“Stanley, see this? This is this. This ain’t something else. This is this. From now on, you’re on your own.”

As a young man, trying to find myself, I latched onto things from the past. It started with English music from the sixties. I became intensely proud of The Beatles, The Kinks and The Small Faces, proud that our dour little rain-soaked island could produce such wondrous soul music. At university, I became fascinated with American cinema of the seventies and eighties, among other things. One line in particular, quoted above, from the film Deer Hunter, really stuck with me.
On paper, it’s a pointless circular statement. This is this! This isn’t something else, this is this. The phrase rattled around my brain for years and years and years, decades even. Only now do I feel like I understand its meaning.
In this scene, De Niro is upset with his compatriot, who doesn’t take their hunting trips seriously. Mike, De Niro’s character, has a spare pair of boots, because he is well prepared. Stan, who did not bring any boots, asks to borrow Mike’s, and he refuses. With that choice, and that statement – this is this – he has perfectly illustrated that the world is an unfair place, and your feet will freeze off if you are unprepared. This phrase came back to haunt me so many times. Any time I fucked up. Any time I did not plan correctly and suffered as a consequence. Any time I found myself in a shit situation.
Coming up through the ranks in jiujitsu, I would get frustrated, usually because my image of myself did not match the reality of myself. I probably thought I was better than I was, a crime many of us are probably guilty of. If I lost at a tournament, I was upset. I had not accepted that this was this. I wanted this to be something else.
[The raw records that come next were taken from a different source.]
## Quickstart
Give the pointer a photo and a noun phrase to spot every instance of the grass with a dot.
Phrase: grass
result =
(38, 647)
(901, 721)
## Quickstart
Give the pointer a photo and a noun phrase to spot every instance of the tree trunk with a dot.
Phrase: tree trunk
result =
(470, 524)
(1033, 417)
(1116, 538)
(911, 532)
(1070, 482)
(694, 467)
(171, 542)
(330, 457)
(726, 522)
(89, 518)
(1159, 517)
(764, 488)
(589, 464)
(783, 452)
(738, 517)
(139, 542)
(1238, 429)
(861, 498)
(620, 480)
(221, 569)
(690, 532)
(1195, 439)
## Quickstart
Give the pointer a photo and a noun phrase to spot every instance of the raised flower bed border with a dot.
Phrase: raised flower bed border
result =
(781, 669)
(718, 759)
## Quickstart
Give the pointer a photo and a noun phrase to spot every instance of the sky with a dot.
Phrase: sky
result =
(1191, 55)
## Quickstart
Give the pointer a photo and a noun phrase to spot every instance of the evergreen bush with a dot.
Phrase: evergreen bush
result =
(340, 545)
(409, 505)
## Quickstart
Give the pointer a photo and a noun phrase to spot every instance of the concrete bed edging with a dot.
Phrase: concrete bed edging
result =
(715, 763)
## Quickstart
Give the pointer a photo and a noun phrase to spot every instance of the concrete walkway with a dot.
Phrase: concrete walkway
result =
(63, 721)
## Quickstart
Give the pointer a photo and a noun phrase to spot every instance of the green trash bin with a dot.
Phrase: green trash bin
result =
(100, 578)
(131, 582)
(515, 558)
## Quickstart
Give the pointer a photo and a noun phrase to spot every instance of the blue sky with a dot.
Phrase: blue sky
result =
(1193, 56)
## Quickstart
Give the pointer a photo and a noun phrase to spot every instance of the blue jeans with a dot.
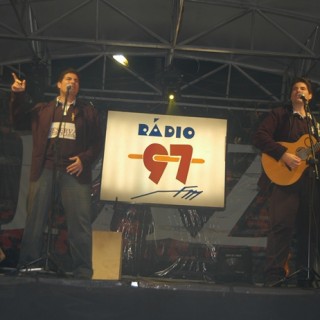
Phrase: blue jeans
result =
(76, 202)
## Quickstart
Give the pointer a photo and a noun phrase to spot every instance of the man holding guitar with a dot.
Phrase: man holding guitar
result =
(283, 138)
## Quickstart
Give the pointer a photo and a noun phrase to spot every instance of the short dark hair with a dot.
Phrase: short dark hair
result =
(306, 81)
(69, 70)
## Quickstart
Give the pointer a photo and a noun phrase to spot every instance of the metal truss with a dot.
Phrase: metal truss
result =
(214, 47)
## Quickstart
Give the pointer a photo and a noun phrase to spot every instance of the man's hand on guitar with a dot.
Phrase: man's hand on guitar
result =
(291, 160)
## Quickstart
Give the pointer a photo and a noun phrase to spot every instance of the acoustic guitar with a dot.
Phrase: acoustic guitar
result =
(281, 174)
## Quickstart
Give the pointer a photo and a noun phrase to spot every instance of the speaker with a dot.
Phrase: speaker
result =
(106, 255)
(234, 264)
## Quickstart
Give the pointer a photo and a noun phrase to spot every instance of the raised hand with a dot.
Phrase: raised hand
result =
(18, 85)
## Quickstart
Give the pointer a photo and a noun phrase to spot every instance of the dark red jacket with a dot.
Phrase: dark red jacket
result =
(88, 138)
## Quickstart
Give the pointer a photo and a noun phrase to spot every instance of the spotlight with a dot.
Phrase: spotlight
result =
(121, 59)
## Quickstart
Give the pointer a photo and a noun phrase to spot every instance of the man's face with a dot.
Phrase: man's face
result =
(69, 79)
(300, 88)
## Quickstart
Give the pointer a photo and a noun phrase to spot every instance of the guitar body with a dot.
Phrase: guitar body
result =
(278, 172)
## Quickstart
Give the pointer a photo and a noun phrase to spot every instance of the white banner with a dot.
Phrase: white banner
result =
(165, 160)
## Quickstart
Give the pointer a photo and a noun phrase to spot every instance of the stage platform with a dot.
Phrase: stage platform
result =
(40, 296)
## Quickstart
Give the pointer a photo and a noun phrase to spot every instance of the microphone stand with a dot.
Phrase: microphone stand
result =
(311, 274)
(47, 258)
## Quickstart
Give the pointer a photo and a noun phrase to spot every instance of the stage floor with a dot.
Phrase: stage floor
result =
(43, 296)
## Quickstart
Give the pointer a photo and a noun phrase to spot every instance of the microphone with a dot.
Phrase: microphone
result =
(302, 97)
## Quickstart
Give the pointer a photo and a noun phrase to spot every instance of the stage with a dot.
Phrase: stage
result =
(42, 296)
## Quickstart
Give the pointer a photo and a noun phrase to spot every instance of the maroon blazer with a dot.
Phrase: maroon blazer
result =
(39, 119)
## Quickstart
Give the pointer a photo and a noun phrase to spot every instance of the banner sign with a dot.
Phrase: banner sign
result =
(164, 160)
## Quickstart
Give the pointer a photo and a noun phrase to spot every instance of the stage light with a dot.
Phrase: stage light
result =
(171, 96)
(121, 59)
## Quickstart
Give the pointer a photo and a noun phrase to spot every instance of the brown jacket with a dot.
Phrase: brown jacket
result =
(88, 140)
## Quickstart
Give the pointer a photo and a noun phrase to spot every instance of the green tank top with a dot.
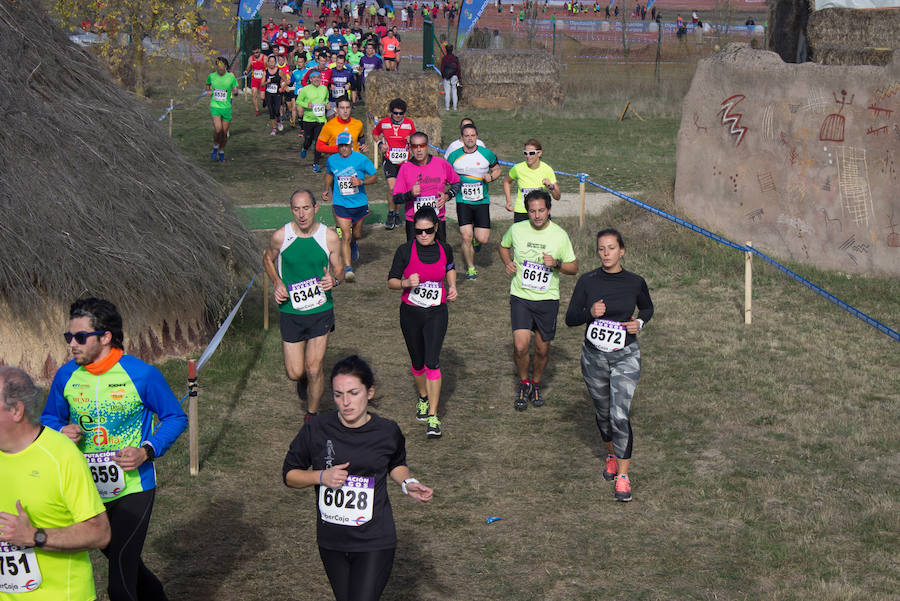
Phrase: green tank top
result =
(301, 264)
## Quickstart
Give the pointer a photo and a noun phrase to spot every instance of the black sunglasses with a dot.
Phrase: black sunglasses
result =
(81, 337)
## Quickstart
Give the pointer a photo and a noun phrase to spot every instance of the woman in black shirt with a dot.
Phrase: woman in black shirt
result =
(605, 300)
(348, 456)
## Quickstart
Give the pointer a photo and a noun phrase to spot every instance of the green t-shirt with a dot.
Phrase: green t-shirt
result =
(471, 168)
(529, 245)
(317, 99)
(528, 179)
(221, 86)
(52, 480)
(300, 261)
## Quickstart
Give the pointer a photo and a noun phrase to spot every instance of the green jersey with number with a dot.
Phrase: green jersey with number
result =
(300, 261)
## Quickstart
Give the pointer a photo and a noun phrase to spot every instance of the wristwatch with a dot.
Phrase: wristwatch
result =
(40, 538)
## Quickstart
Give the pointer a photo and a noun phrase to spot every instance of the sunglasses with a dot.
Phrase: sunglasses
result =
(81, 337)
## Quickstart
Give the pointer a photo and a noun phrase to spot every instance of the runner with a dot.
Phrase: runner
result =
(221, 85)
(530, 174)
(256, 68)
(425, 180)
(420, 269)
(50, 511)
(274, 84)
(392, 135)
(348, 456)
(297, 261)
(477, 167)
(346, 175)
(105, 401)
(541, 250)
(391, 47)
(605, 300)
(313, 99)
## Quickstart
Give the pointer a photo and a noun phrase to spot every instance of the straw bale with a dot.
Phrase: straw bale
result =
(96, 200)
(421, 91)
(510, 77)
(844, 36)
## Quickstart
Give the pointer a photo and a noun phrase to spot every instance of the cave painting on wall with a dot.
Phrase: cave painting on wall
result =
(833, 126)
(733, 119)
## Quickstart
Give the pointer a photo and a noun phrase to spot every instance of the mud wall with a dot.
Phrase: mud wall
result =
(799, 159)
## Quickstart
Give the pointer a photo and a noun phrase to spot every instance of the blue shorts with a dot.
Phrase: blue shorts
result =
(354, 214)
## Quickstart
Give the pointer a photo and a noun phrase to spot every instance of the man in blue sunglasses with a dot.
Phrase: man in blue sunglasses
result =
(104, 400)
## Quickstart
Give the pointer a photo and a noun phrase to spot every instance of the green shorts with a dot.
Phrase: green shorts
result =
(224, 113)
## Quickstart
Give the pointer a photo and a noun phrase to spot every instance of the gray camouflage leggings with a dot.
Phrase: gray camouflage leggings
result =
(611, 379)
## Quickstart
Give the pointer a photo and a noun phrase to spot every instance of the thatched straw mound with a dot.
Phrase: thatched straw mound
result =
(421, 91)
(510, 78)
(94, 200)
(844, 36)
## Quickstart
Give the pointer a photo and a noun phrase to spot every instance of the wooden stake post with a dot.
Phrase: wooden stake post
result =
(193, 425)
(748, 286)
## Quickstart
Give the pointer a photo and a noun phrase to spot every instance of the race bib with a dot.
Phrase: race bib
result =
(472, 191)
(349, 505)
(605, 335)
(398, 155)
(536, 276)
(306, 295)
(345, 185)
(109, 478)
(19, 570)
(425, 201)
(426, 294)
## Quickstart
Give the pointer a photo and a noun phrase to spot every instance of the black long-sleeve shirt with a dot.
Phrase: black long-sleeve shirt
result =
(621, 292)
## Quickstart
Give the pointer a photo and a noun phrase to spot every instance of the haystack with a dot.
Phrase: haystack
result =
(95, 200)
(510, 78)
(845, 36)
(421, 91)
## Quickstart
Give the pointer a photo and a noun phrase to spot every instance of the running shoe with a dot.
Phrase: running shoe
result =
(537, 399)
(422, 409)
(521, 403)
(612, 468)
(434, 426)
(623, 488)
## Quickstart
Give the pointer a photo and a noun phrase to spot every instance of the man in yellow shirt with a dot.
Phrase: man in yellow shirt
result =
(530, 174)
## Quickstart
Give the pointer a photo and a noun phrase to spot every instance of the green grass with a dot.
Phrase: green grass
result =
(766, 461)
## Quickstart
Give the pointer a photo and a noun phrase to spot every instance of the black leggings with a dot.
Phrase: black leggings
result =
(311, 130)
(129, 578)
(357, 575)
(424, 331)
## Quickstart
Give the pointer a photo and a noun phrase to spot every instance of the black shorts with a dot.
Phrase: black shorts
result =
(537, 316)
(477, 215)
(299, 328)
(390, 170)
(442, 231)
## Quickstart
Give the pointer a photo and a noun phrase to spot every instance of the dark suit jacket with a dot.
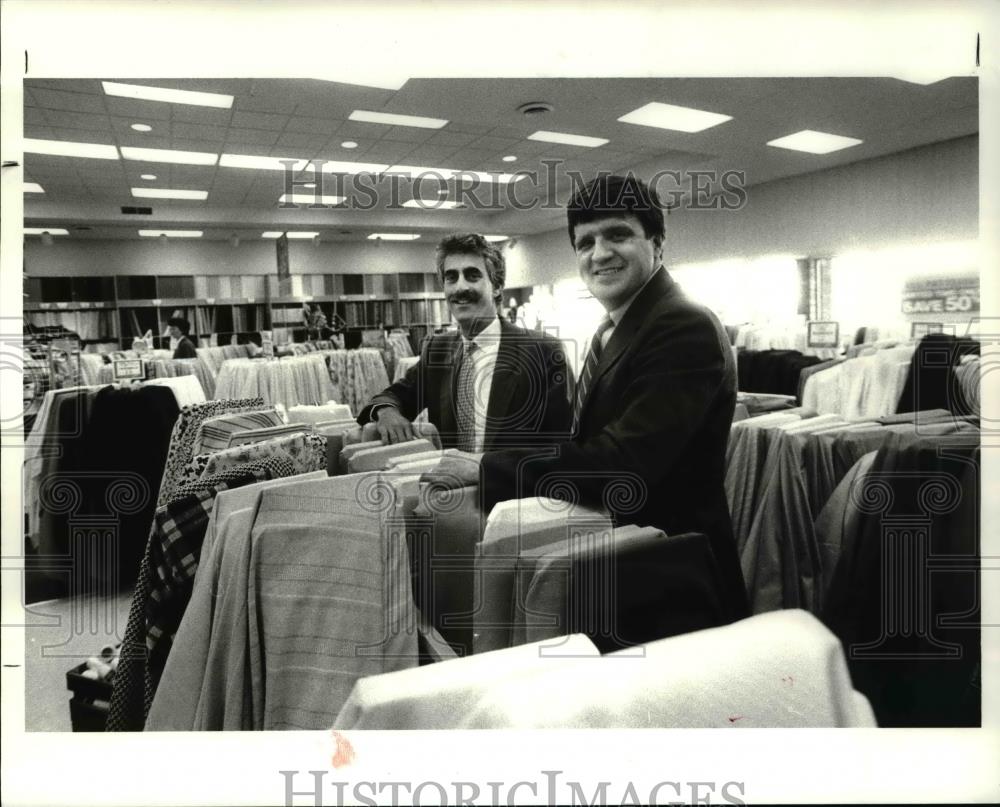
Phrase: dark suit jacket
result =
(528, 403)
(185, 349)
(653, 430)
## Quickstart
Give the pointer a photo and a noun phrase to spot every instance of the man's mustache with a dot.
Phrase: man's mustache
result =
(465, 297)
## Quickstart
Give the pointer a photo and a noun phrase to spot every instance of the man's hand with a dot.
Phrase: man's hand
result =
(454, 471)
(392, 426)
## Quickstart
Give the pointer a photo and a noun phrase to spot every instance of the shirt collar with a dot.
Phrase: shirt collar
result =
(488, 337)
(618, 314)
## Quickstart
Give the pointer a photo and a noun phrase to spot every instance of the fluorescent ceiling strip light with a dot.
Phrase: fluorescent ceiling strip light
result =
(814, 142)
(169, 156)
(568, 139)
(169, 96)
(171, 233)
(432, 174)
(309, 199)
(431, 204)
(390, 119)
(66, 148)
(167, 193)
(380, 83)
(676, 118)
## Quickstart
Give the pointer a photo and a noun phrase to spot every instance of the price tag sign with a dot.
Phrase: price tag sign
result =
(823, 334)
(128, 369)
(921, 329)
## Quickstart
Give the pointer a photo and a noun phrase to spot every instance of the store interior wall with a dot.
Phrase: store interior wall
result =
(923, 195)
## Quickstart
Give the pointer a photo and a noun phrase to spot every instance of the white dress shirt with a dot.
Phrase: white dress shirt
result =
(484, 358)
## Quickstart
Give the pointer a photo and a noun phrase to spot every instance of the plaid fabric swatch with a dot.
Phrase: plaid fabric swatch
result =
(166, 579)
(214, 433)
(186, 428)
(307, 452)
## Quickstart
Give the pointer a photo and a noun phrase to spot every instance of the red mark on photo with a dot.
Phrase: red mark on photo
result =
(344, 755)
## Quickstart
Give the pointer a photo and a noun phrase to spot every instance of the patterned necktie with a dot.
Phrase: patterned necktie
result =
(465, 399)
(589, 368)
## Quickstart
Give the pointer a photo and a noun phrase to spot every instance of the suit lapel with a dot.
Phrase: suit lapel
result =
(507, 372)
(449, 420)
(660, 285)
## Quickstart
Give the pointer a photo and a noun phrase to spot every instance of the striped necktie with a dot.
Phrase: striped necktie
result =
(465, 399)
(589, 368)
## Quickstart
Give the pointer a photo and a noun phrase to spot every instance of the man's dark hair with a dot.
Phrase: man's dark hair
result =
(180, 322)
(475, 244)
(610, 195)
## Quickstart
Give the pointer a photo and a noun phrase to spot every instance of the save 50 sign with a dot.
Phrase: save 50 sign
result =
(941, 296)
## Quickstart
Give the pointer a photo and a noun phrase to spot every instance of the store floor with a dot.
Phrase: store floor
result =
(61, 634)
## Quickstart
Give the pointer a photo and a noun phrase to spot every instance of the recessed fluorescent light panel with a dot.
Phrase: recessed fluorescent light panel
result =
(568, 139)
(169, 96)
(814, 142)
(397, 120)
(675, 118)
(171, 233)
(432, 174)
(66, 148)
(308, 199)
(169, 156)
(167, 193)
(431, 204)
(380, 83)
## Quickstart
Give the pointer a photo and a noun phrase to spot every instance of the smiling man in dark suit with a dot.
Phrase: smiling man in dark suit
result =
(489, 386)
(655, 397)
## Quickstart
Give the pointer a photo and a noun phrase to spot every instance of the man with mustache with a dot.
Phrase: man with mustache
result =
(655, 397)
(492, 385)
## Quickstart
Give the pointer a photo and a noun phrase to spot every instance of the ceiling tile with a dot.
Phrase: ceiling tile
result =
(80, 120)
(431, 155)
(323, 126)
(136, 110)
(208, 116)
(35, 116)
(39, 132)
(251, 136)
(68, 101)
(259, 120)
(445, 138)
(468, 128)
(407, 134)
(198, 131)
(357, 130)
(298, 140)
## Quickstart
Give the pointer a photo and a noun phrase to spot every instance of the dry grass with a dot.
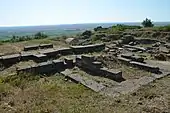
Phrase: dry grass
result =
(53, 95)
(11, 48)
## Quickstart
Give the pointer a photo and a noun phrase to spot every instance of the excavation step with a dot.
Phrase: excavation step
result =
(91, 84)
(147, 67)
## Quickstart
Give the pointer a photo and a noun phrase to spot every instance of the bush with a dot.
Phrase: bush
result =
(147, 23)
(14, 38)
(87, 33)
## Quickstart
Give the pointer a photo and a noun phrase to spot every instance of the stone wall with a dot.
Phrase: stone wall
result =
(43, 68)
(86, 64)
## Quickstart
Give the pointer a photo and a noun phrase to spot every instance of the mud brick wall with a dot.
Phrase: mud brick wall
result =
(33, 47)
(8, 60)
(86, 64)
(43, 68)
(44, 46)
(88, 48)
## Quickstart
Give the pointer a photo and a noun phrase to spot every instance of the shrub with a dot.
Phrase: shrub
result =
(147, 23)
(87, 33)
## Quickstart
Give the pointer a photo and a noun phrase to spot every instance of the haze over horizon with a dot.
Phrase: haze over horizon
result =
(56, 12)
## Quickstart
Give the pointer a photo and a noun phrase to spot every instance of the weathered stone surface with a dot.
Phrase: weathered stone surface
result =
(50, 52)
(167, 45)
(135, 47)
(126, 39)
(58, 65)
(91, 84)
(146, 41)
(156, 44)
(160, 56)
(65, 51)
(24, 69)
(69, 63)
(132, 49)
(146, 67)
(111, 46)
(97, 64)
(111, 74)
(40, 57)
(124, 60)
(89, 67)
(70, 40)
(43, 46)
(26, 56)
(133, 57)
(10, 59)
(32, 47)
(164, 50)
(43, 68)
(88, 48)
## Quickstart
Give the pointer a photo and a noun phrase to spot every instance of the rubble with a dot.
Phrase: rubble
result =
(32, 47)
(147, 67)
In training, if someone got the better of me, I would be frustrated. I would make excuses to myself. I was tired, he was stronger than me, anything other than accepting the reality, that this was this. Gradually, however, I began to realise that most of what happens to you is a direct result of your actions, or lack of them. Some is not, of course, but even if it is not, it is your responsibility. If you have lazy tendencies in your personality (like I do), then you will achieve the results of a lazy person. Why was I losing in jiujitsu? Why was he stronger? Why was I tired? He was stronger because he worked out more than me. I was tired because I made the decision to go to bed late. Almost every frustration could be traced back to a poor decision. Nothing was a mystery. And eventually, the phrase started to make real sense to me. This is this. This isn’t something else. I am responsible for it, and even if I am not, it has fallen in my lap, and I have to deal with it.
Now as a black belt, I continue to get mileage from this line from a film that is almost 50 years old. Sometimes (a lie – ‘fairly regularly’ is probably more accurate), a lower belt will tap me out. In fact, I’d say it happens every week. This used to frustrate me. Now, I think to myself, this is this. I wonder what happened. I can usually trace it back to a few things. I zigged when I should have zagged. I lost the underhook. I did not train enough. Or maybe I did stay up too late the night before. Or maybe this lower belt, at that moment in time, was better than me. So what? This is this. I could improve ‘this’. I could train more. I could sleep better, eat better. I could watch more instructionals. But I don’t. So this is this. I have a black belt. A purple belt tapped me. I don’t care. You can take this belt off my waist and put it around yours. This is still this, I will still turn up to the gym on Tuesday and Thursday nights and do the best I am capable of at that time.
To say I don’t care is not entirely accurate. I do care, but I just do slightly better at removing the pointless complaining and blaming of external factors from the equation, and just accept things for what they are at that time.
If you forget to bring a pair of cold weather boots in life, you only have yourself to blame.